Maybe take this approach- we want to build a lagrangian that is a Lorentz scalar. Now, the lagrangian we build depends on the fields we are working with. The slide you posted has a scalar field \phi, since this is already a lorentz scalar, any function f\left(\phi\right) is also lorentz invariant.

The other object we have to work with is \partial_\mu \phi, that transforms as a vector. We can build an invariant object out of two of them. \partial_\mu \phi \partial^\mu \phi. So our lagrangian could be \mathcal{L} = f'\left(\partial_\mu \phi \partial^\mu \phi, \phi\right). Now, we can write an infinite number of terms in the theory, but when you learn about renormalization you'll discover that at long wavelengths, we only have to consider the lowest order terms.

\mathcal{L} = \frac{1}{2}\partial^\mu \phi \partial_\mu \phi - \frac{1}{2}m^2\phi^2-\frac{1}{4!}\phi^4

Think of m and lambda as constants to be decided by experiment.

 

[naos]

Thank you for your answers!

Renormalization is a bit far from now, but I have a feeling that'll be an elegant approach. Thank for that. I definitely like the simple approach you're having, Physics Monkey, although it looks like a baking recipe ;)

In addition to those proofs, would you know if there's one which goes from a study of the lorentz group, then look for all Lagrangians which are invariant under any transformation belonging to that group? For instance, it could be an analysis of a particular and simpler case, leading to the correct form, then using physics' arguments for a generalization.

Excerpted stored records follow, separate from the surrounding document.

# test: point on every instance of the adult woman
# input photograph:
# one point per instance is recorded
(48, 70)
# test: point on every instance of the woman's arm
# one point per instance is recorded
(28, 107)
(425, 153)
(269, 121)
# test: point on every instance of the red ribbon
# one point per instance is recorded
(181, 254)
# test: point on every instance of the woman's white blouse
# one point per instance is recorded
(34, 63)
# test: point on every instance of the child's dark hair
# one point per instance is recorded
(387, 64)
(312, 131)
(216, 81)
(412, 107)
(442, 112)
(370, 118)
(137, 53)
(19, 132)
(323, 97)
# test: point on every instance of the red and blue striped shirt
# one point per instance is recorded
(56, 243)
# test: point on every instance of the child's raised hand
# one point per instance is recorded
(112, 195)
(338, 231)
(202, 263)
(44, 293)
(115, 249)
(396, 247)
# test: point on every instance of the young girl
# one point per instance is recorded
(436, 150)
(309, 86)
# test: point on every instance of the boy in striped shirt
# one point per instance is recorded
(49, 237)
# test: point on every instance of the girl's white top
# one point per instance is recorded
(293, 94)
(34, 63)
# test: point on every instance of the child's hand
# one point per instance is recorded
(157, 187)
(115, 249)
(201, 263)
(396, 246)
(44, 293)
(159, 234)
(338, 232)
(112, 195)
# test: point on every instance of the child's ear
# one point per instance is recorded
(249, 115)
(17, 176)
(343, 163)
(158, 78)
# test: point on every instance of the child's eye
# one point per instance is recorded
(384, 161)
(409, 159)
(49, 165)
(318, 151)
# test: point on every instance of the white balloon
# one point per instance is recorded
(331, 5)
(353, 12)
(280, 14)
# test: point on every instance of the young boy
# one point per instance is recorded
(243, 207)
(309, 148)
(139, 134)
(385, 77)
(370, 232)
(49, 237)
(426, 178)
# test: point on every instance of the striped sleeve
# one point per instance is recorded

Also, I'm currently reading the book of W. N. Cottingham on Standard Model (ISBN 0521852498) and I think I'm going to need another book on classical and quantum field theory. Which one would you recommend me? Apparently, the one from Tai Kai Ng (Introduction to classical and quantum field theory) seems to be good and cover what my needs (basics field theory and their quantization). What do you think?

Thanks